К а п а (убирает руку). Ладно, спасибо.
С о л н ц е в а. Куда убираешь?! Не все сказала, главного не сказала!
К а п а. Хватит балаган устраивать! Опыты на мне ставить.
С о л н ц е в а (снимает платок). Ну, хватит, так хватит. Я свое отработала... (достает из лифчика деньги, кладет в сумку).
К а п а. Тебе бы на вокзалах трудиться...
С о л н ц е в а (подкрашивает губы помадой). А ты, Капочка, еще не все про меня знаешь. Я с вокзалов бизнес начинала.
К а п а. Какой бизнес?
С о л н ц е в а. Психологический.
К а п а. Самое время острить.
С о л н ц е в а. Отнюдь. Пока ты в «Генплане» карьерно росла, я полы в магазине мыла. А потом плюнула, и меня осенило: неужели я, девушка с высшим образованием, ничего лучшего для себя не найду? И пошла на вокзал. Гадалкой.
К а п а. Ну и денек...
С о л н ц е в а. Поработала недельки три, посмотрела – вроде получается с людьми общаться. И решила свою фирму открыть.
К а п а. А почему раньше про вокзал молчала?
С о л н ц е в а. Господи, Капа, расслабься! Я ж не проституцией занималась. Ну, не сказала...
К а п а. Как все легко... Нет, то, что с нуля твоя фирма – я знала. Но то, что после вокзала... Молодец, конечно. Сама, без блата...
С о л н ц е в а. Да что я? Команда единомышленников!
К а п а. Команда... Команда – это когда ты и еще кто-то... Минимум двое.

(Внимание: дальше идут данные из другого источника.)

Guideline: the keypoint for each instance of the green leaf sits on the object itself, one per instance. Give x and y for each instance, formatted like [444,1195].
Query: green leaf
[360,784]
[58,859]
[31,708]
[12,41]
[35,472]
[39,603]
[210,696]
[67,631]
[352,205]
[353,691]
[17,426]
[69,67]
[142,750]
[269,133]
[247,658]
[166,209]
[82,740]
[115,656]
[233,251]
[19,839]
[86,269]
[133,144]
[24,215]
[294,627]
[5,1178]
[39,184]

Тогда есть, на кого положиться, и есть, с кем поделиться...
С о л н ц е в а. Да. И есть, с кем поругаться.
К а п а. Но ведь без этого не бывает общения.
С о л н ц е в а. Хочешь сказать, что тебе положиться не на кого?
К а п а. Почти.
С о л н ц е в а. «Почти» означает, что кто-то все-таки есть. Значит, и взаимный интерес тоже существует.
К а п а. Вряд ли... Никому я не нужна.
С о л н ц е в а. Ой, чушь какая!
К а п а. Знаешь, я пришла к страшному выводу: если до сорока ты не замужем, то после сорока начинаешь быть нужной только родителям.
С о л н ц е в а. Неправда! Ты людям нужна. Городу. Ты мне нужна.
К а п а. Ах, солнышко, как это все банально! Сама-то веришь тому, что сказала?
С о л н ц е в а. Верю. Хотя, за всех, конечно, отвечать не могу. Но за себя ручаюсь.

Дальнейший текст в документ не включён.